BICENTENÁRIO MUSEU NACIONAL, O MAIS ANTIGO DO PAÍS, TEM PROBLEMAS DE MANUTENÇÃO
Sentado atrás de sua mesa, num cômodo que já serviu de
quarto para d. Pedro 1º, em frente a uma parede detonada por uma infiltração
que vai do teto ao chão, Alexander Kellner, 56, diretor do Museu Nacional,
explica por que decidiu instalar seu gabinete ali.
"Essa sala reflete o que o museu é: grandeza, com
problemas. Eu a reabri pelo simbolismo, a gente deixa claro que não oculta os
problemas, mas temos uma grandeza que ninguém tem, conquistada ao longo de dois
séculos."
É nessa dicotomia entre grandiosidade e decadência que o
primeiro museu do país, instalado num palácio imperial na Quinta da Boa Vista,
zona norte do Rio, chega aos 200 anos, no próximo dia 6.
Criado por d. João 6º em 1818, como Museu Real —e em outro
local—, o maior museu de história natural e antropológica da América Latina
está subordinado desde 1946 à UFRJ (Universidade Federal do Rio de Janeiro).
Com os seguidos cortes no orçamento da instituição, o Museu
Nacional não recebe integralmente, desde 2014, a verba de R$ 520 mil anuais que
bancam sua manutenção.
Às vésperas do bicentenário, 10 de suas 30 salas de
exposição estão fechadas, incluindo algumas das mais populares, como a que
guarda um esqueleto de baleia jubarte e a do Maxakalisaurus topai —o dinoprata,
primeiro dinossauro de grande porte já montado no Brasil.
Para reabrir a sala, interditada há cinco meses após um
ataque de cupins, o museu armou uma campanha de financiamento coletivo na
internet, no ar até 4 de junho (benfeitoria.com/maxakalisaurus),
que arrecadou R$ 40 mil até agora (a meta é de R$ 50 mil).

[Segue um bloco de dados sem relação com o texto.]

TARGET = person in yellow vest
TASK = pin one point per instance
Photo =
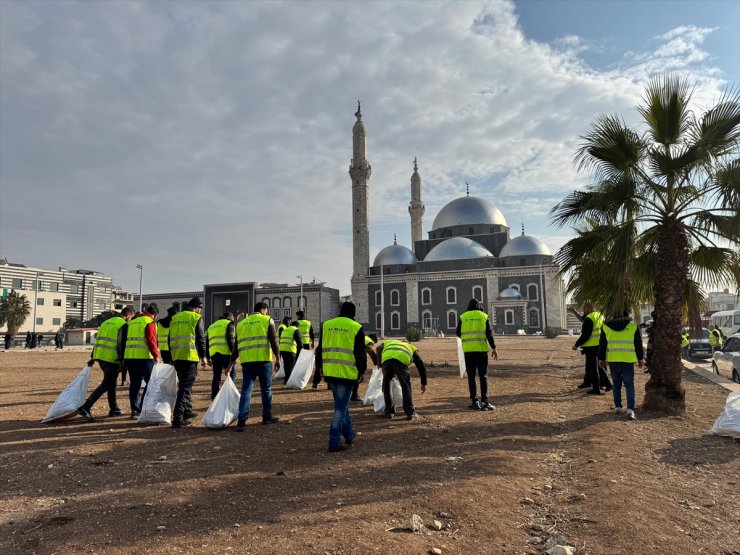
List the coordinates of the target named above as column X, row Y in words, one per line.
column 594, row 377
column 620, row 346
column 342, row 358
column 290, row 347
column 474, row 330
column 140, row 354
column 108, row 353
column 256, row 344
column 395, row 357
column 220, row 342
column 188, row 347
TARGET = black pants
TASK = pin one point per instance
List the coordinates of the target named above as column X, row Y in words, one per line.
column 108, row 385
column 288, row 364
column 220, row 362
column 186, row 372
column 393, row 368
column 477, row 363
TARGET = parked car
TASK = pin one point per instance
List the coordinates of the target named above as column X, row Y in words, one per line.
column 727, row 361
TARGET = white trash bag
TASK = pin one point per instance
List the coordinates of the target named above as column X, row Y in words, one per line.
column 161, row 393
column 224, row 408
column 728, row 423
column 396, row 395
column 374, row 387
column 302, row 371
column 69, row 400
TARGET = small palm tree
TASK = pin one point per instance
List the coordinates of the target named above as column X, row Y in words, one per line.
column 14, row 310
column 676, row 191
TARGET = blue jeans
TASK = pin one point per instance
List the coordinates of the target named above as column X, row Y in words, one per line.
column 341, row 423
column 623, row 373
column 252, row 371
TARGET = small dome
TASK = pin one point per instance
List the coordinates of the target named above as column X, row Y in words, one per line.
column 457, row 248
column 524, row 245
column 468, row 211
column 509, row 293
column 395, row 254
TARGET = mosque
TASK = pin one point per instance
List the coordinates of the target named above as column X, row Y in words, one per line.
column 469, row 253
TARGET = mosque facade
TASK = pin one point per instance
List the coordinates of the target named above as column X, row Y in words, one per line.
column 469, row 253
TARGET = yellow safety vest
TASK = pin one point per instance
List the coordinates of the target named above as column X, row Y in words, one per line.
column 163, row 337
column 251, row 338
column 398, row 350
column 287, row 343
column 182, row 336
column 338, row 348
column 217, row 343
column 473, row 331
column 621, row 344
column 106, row 344
column 136, row 340
column 598, row 321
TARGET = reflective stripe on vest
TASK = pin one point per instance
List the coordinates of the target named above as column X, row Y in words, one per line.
column 287, row 342
column 598, row 322
column 304, row 326
column 136, row 347
column 621, row 344
column 163, row 337
column 473, row 331
column 217, row 343
column 106, row 343
column 251, row 338
column 338, row 348
column 182, row 336
column 398, row 350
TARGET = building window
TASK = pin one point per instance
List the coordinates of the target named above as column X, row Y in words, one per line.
column 426, row 296
column 508, row 317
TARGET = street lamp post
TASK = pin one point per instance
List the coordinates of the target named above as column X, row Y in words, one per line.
column 141, row 279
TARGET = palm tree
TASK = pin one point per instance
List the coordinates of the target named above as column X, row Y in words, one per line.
column 676, row 190
column 14, row 309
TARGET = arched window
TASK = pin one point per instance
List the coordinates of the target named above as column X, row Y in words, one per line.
column 426, row 296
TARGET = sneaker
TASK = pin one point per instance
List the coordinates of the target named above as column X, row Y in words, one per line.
column 85, row 413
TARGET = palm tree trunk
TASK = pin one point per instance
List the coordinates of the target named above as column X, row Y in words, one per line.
column 664, row 391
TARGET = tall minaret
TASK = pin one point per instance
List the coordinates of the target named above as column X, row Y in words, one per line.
column 416, row 207
column 359, row 171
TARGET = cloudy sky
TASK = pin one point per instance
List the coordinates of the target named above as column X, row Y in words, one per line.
column 210, row 141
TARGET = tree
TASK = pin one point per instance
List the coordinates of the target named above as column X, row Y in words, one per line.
column 14, row 309
column 676, row 191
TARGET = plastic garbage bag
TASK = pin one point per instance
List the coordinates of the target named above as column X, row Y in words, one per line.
column 224, row 408
column 302, row 371
column 374, row 387
column 70, row 399
column 161, row 392
column 728, row 422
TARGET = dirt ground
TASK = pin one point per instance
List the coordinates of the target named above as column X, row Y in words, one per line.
column 549, row 464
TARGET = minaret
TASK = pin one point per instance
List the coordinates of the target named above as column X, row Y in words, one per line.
column 416, row 207
column 359, row 171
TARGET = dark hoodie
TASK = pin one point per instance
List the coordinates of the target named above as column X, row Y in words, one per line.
column 618, row 324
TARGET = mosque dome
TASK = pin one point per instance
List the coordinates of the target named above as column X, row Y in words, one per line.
column 468, row 211
column 395, row 254
column 457, row 248
column 524, row 245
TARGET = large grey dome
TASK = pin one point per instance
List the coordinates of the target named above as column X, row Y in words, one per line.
column 524, row 245
column 457, row 248
column 468, row 211
column 395, row 254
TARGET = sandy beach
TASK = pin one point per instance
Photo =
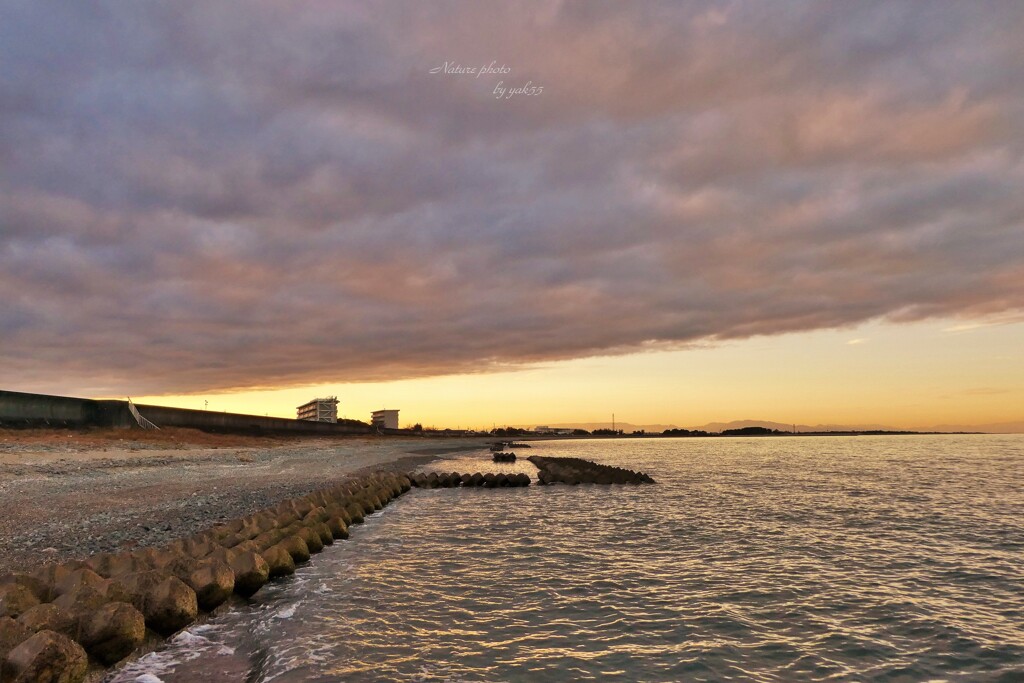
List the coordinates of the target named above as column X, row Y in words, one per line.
column 71, row 494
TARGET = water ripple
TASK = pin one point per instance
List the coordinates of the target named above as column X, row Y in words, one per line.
column 782, row 559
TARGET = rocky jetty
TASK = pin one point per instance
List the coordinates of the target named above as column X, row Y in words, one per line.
column 576, row 471
column 61, row 622
column 453, row 479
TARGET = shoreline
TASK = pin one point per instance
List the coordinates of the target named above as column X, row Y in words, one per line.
column 66, row 501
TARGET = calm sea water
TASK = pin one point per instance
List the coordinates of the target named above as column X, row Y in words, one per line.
column 752, row 559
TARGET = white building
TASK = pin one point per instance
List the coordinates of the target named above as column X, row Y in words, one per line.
column 318, row 410
column 384, row 419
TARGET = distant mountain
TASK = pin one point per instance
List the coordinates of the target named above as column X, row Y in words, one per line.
column 739, row 424
column 629, row 427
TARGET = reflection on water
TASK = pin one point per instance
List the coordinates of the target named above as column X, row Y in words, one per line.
column 771, row 559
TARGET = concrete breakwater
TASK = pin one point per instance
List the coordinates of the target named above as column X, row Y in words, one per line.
column 453, row 479
column 576, row 471
column 68, row 621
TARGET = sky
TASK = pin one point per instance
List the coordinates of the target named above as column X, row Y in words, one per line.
column 541, row 212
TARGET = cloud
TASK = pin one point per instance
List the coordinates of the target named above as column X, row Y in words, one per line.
column 194, row 199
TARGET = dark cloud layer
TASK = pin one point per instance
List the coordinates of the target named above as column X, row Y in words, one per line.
column 204, row 195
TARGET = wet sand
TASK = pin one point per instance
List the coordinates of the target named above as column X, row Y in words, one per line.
column 69, row 495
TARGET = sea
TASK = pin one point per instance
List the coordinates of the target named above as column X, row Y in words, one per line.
column 836, row 558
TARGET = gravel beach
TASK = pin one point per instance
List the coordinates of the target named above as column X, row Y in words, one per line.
column 70, row 495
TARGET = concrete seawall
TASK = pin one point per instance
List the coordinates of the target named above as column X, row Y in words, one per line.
column 32, row 410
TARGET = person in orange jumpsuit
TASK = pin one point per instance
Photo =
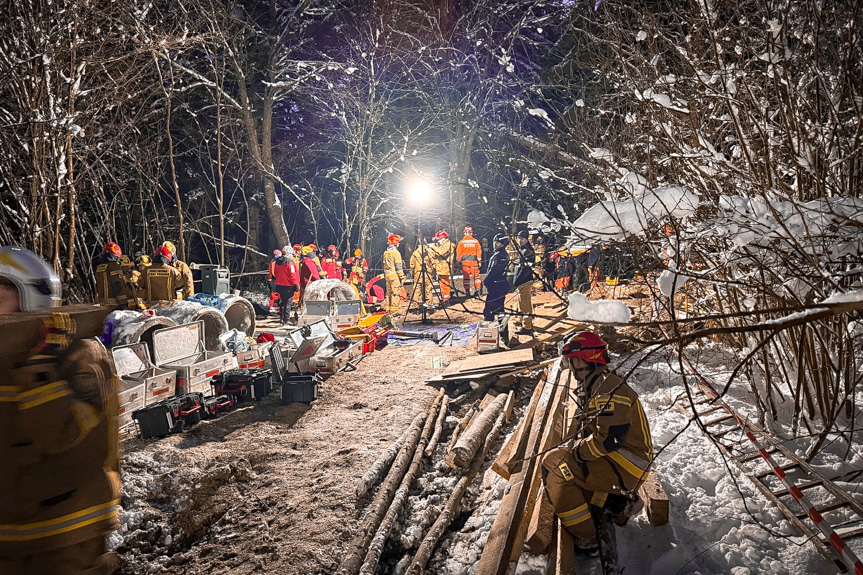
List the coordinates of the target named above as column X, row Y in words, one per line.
column 469, row 253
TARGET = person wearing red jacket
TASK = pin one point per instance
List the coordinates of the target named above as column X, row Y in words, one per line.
column 286, row 277
column 308, row 270
column 331, row 263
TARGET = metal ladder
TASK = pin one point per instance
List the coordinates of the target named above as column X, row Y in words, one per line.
column 788, row 479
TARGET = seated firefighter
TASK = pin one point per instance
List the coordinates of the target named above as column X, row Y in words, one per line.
column 59, row 481
column 607, row 447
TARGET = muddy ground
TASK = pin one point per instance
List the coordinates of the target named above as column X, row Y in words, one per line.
column 271, row 488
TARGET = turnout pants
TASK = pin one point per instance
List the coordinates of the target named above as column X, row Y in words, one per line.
column 419, row 288
column 572, row 486
column 445, row 289
column 525, row 304
column 394, row 288
column 470, row 276
column 286, row 298
column 85, row 558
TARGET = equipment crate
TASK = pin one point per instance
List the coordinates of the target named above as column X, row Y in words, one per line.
column 300, row 388
column 182, row 349
column 159, row 419
column 241, row 383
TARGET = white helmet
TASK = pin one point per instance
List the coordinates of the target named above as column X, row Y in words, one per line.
column 38, row 285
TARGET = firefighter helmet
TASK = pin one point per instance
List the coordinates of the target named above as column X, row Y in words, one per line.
column 587, row 346
column 112, row 249
column 37, row 283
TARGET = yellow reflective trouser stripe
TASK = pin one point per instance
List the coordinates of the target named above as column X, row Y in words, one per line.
column 58, row 525
column 43, row 394
column 598, row 498
column 629, row 462
column 645, row 430
column 575, row 516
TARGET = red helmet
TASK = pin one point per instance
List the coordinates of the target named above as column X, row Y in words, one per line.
column 586, row 345
column 112, row 249
column 164, row 252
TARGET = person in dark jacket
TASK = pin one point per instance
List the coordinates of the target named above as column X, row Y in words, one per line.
column 524, row 281
column 495, row 279
column 286, row 277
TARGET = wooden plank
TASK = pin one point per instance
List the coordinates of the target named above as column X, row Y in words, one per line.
column 504, row 463
column 655, row 500
column 498, row 547
column 492, row 360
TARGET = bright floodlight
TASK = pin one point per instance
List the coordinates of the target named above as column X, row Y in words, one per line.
column 419, row 193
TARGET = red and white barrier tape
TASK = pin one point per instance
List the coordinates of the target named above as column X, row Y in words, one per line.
column 822, row 524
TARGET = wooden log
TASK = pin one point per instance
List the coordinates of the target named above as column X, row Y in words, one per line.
column 655, row 500
column 377, row 510
column 514, row 447
column 473, row 438
column 438, row 427
column 437, row 530
column 564, row 552
column 376, row 547
column 381, row 465
column 498, row 547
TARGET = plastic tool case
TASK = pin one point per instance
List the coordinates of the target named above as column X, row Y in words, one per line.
column 181, row 348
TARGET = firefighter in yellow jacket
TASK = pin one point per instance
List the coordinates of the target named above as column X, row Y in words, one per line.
column 394, row 273
column 161, row 280
column 442, row 252
column 607, row 449
column 113, row 277
column 422, row 282
column 188, row 289
column 59, row 481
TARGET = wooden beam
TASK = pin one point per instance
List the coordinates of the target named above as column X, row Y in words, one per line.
column 498, row 548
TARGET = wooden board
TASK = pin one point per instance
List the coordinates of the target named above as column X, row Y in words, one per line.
column 655, row 500
column 490, row 361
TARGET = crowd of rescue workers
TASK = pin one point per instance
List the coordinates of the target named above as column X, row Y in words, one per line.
column 60, row 479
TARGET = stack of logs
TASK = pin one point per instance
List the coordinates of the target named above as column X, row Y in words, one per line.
column 525, row 519
column 402, row 462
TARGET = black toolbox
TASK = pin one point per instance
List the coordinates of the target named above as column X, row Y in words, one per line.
column 191, row 408
column 252, row 382
column 300, row 387
column 159, row 419
column 216, row 404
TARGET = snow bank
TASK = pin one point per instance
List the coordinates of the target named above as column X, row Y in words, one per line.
column 601, row 311
column 615, row 220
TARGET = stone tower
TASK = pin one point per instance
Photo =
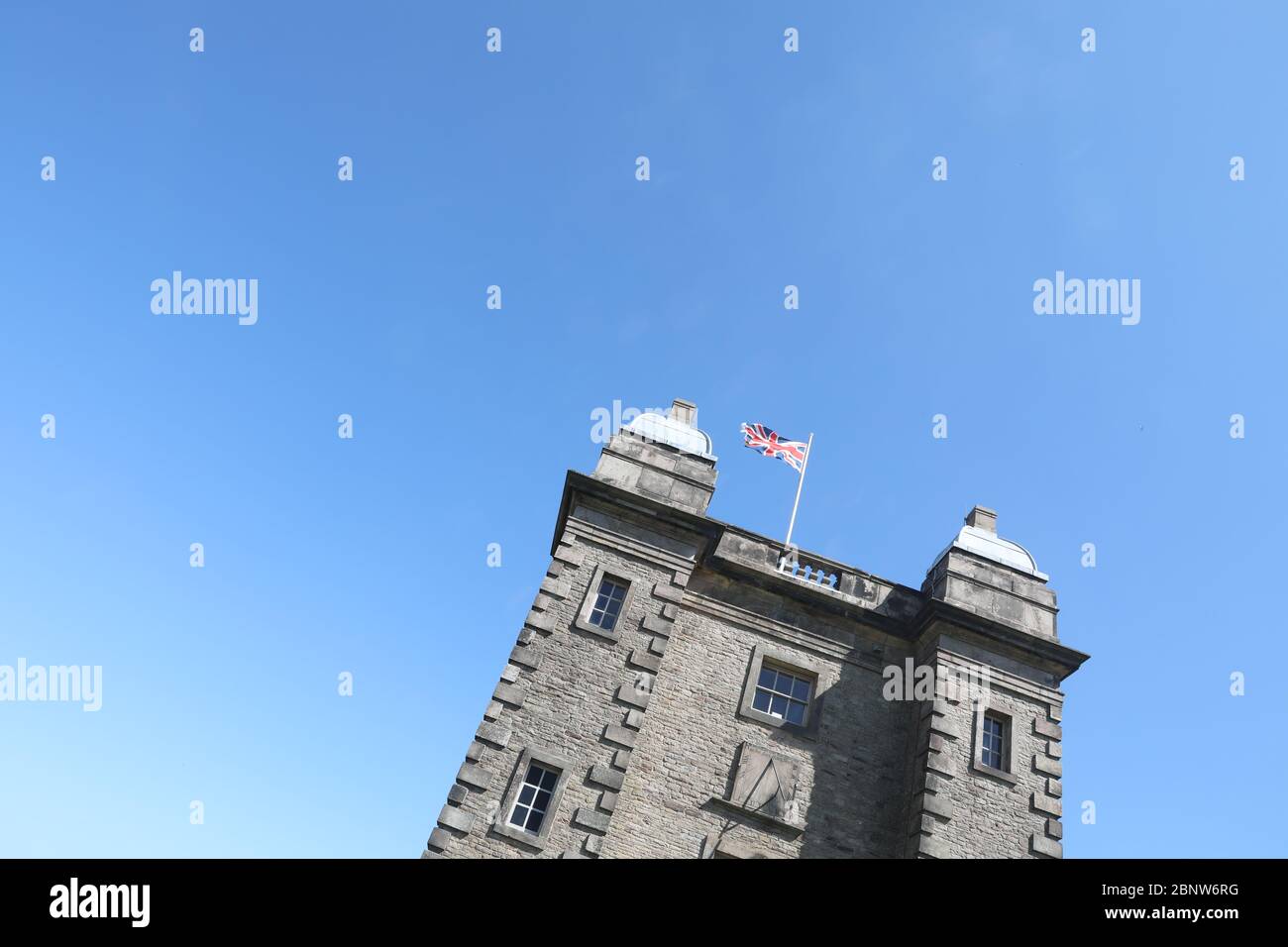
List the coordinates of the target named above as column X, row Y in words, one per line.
column 687, row 688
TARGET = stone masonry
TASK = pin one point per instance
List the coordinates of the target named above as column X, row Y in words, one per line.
column 661, row 741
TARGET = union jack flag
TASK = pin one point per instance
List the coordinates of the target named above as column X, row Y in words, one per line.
column 768, row 444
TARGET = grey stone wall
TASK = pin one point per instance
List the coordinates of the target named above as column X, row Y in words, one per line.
column 850, row 770
column 662, row 753
column 570, row 692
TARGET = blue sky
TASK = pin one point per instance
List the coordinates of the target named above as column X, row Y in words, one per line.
column 518, row 169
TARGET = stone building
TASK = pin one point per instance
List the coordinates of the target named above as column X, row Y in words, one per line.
column 684, row 688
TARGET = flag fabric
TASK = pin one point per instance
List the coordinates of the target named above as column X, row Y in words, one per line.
column 769, row 444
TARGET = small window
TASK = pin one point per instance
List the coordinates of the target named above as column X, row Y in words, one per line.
column 993, row 742
column 605, row 605
column 608, row 604
column 781, row 694
column 533, row 799
column 785, row 689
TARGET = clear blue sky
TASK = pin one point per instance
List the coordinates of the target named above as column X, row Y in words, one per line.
column 518, row 169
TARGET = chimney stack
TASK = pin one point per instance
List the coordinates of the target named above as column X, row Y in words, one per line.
column 983, row 518
column 684, row 412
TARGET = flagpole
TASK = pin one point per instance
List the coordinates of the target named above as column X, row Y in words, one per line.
column 799, row 484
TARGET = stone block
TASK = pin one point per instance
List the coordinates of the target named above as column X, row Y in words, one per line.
column 608, row 777
column 1043, row 845
column 589, row 818
column 451, row 817
column 475, row 776
column 619, row 735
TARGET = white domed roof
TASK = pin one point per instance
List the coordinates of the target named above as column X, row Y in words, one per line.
column 674, row 433
column 984, row 543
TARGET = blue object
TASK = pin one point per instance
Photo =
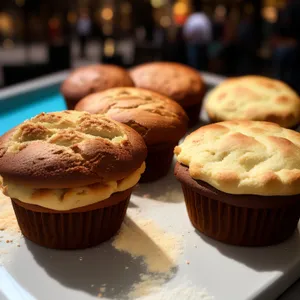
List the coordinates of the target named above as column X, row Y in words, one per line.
column 14, row 110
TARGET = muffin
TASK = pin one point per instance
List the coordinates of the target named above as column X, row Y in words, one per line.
column 160, row 121
column 69, row 175
column 176, row 81
column 254, row 98
column 94, row 78
column 241, row 181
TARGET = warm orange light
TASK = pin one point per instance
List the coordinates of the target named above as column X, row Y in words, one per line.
column 107, row 29
column 126, row 8
column 8, row 44
column 6, row 23
column 54, row 23
column 270, row 14
column 157, row 3
column 109, row 47
column 165, row 21
column 107, row 14
column 20, row 3
column 180, row 8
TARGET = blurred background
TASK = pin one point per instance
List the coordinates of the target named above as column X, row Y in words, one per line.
column 228, row 37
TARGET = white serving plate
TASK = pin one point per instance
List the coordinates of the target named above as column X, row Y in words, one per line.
column 226, row 272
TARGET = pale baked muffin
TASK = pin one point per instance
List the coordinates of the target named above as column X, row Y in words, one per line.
column 180, row 83
column 254, row 98
column 70, row 175
column 161, row 122
column 241, row 181
column 93, row 78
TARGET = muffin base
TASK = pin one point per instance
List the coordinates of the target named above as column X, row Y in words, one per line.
column 243, row 220
column 74, row 229
column 158, row 162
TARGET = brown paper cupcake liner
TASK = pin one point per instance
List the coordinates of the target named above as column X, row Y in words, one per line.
column 72, row 230
column 244, row 220
column 239, row 225
column 158, row 162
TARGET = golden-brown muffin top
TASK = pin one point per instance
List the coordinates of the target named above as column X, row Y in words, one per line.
column 244, row 157
column 94, row 78
column 157, row 118
column 254, row 98
column 69, row 149
column 176, row 81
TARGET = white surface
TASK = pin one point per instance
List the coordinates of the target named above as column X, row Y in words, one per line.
column 227, row 272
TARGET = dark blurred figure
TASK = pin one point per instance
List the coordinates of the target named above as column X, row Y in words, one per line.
column 286, row 45
column 83, row 28
column 246, row 46
column 197, row 32
column 54, row 31
column 217, row 45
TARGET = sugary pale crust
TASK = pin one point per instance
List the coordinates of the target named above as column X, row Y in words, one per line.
column 70, row 149
column 254, row 98
column 157, row 118
column 176, row 81
column 94, row 78
column 244, row 157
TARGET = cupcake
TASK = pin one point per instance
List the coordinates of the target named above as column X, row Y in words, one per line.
column 178, row 82
column 159, row 120
column 254, row 98
column 241, row 181
column 69, row 175
column 94, row 78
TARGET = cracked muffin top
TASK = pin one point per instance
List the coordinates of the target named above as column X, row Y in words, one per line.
column 244, row 157
column 157, row 118
column 70, row 149
column 254, row 98
column 179, row 82
column 94, row 78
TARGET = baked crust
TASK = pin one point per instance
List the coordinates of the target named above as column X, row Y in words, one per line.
column 244, row 157
column 157, row 118
column 176, row 81
column 254, row 98
column 94, row 78
column 70, row 149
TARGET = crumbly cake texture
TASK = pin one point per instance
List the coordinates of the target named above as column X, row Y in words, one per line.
column 70, row 149
column 157, row 118
column 176, row 81
column 244, row 157
column 89, row 79
column 254, row 98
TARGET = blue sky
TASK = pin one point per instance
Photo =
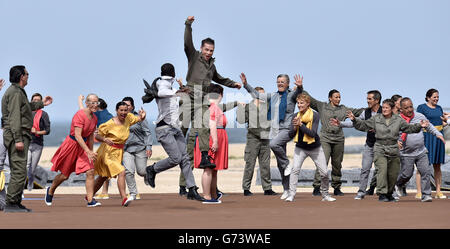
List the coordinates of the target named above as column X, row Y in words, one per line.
column 107, row 47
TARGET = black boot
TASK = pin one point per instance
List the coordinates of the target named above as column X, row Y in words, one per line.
column 183, row 191
column 150, row 176
column 337, row 191
column 383, row 198
column 269, row 192
column 371, row 190
column 205, row 162
column 193, row 194
column 316, row 191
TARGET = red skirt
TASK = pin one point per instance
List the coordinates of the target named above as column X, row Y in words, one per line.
column 70, row 157
column 220, row 157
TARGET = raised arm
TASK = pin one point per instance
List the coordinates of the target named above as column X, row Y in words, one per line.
column 189, row 48
column 165, row 89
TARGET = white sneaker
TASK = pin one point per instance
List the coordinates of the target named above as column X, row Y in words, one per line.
column 290, row 198
column 285, row 194
column 288, row 170
column 328, row 198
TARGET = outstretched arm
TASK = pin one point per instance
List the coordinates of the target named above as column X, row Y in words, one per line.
column 225, row 81
column 255, row 94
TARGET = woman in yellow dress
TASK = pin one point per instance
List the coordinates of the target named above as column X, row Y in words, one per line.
column 113, row 134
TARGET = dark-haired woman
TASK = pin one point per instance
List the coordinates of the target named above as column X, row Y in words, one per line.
column 102, row 115
column 387, row 126
column 332, row 137
column 436, row 148
column 113, row 134
column 396, row 98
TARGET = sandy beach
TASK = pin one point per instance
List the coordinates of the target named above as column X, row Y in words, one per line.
column 228, row 181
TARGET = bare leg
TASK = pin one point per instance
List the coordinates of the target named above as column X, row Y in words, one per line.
column 206, row 183
column 418, row 184
column 105, row 187
column 56, row 182
column 437, row 177
column 214, row 184
column 121, row 185
column 90, row 180
column 98, row 183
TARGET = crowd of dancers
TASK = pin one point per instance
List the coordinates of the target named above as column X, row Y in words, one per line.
column 191, row 127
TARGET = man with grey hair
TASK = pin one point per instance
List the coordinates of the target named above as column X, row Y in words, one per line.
column 374, row 107
column 281, row 106
column 413, row 151
column 17, row 119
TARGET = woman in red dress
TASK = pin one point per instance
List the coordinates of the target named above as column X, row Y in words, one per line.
column 76, row 152
column 218, row 144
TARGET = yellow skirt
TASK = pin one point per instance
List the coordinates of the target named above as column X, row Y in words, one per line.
column 109, row 161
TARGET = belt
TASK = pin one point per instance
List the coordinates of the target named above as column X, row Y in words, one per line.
column 162, row 127
column 438, row 127
column 74, row 139
column 118, row 146
column 386, row 142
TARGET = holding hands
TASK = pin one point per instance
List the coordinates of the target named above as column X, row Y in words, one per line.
column 335, row 122
column 298, row 80
column 142, row 113
column 350, row 115
column 296, row 121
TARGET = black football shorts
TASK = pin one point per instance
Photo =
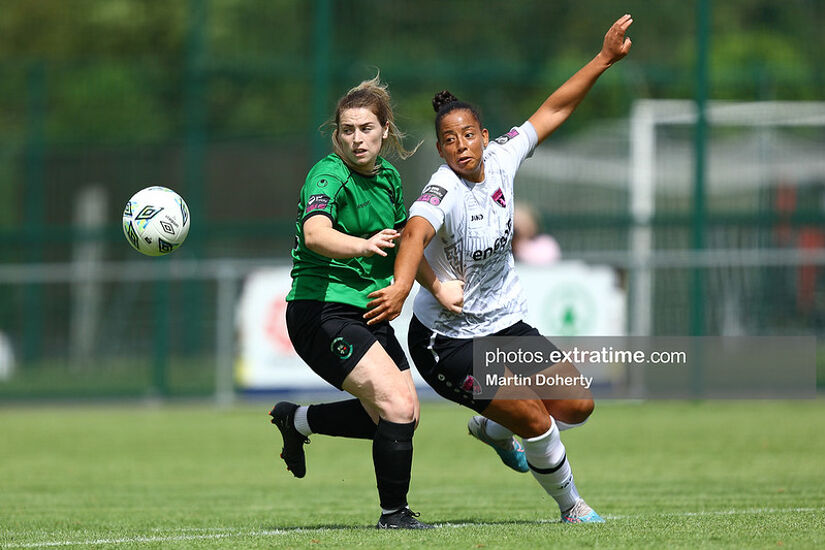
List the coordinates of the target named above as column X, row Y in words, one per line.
column 332, row 338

A reabertura, no entanto, não deve acontecer até a data do
aniversário. É apenas um dos muitos projetos pensados para a efeméride que não
se concretizarão.
Menos de 1% do acervo —que tem cerca de 20 milhões de
objetos— está exposto. Entre os principais itens, o meteorito do Bendegó,
o maior já encontrado no país, e a coleção de múmias egípcias, a primeira das
Américas.
"O maior acervo é este prédio, um palácio de 200 anos
em que morou d. João 6º, d. Pedro 1º, onde foi assinada a Independência",
diz Kellner. "A princesa Isabel brincava aqui, no jardim das princesas,
que não está aberto ao público porque não tenho condições."
A decadência física do prédio que abriga o museu desde 1892
é visível para os visitantes, que pagam R$ 8 pelo ingresso inteiro. Muitas de
suas paredes estão descascadas, há fios elétricos expostos e má conservação
generalizada.
O anacronismo das exposições, que não usam nenhum recurso
tecnológico, também é evidente —e reconhecido pelo diretor.
Não dá para ser um museu de cem anos atrás. A área
expositiva tem de se adaptar, e a nossa está longe do que se espera de um museu
de grande qualidade. Hoje tem de ter interatividade ou não alcança público
nenhum." Seu modelo, diz, é o Museu
de História Natural de Nova York, onde fez doutorado em paleontologia.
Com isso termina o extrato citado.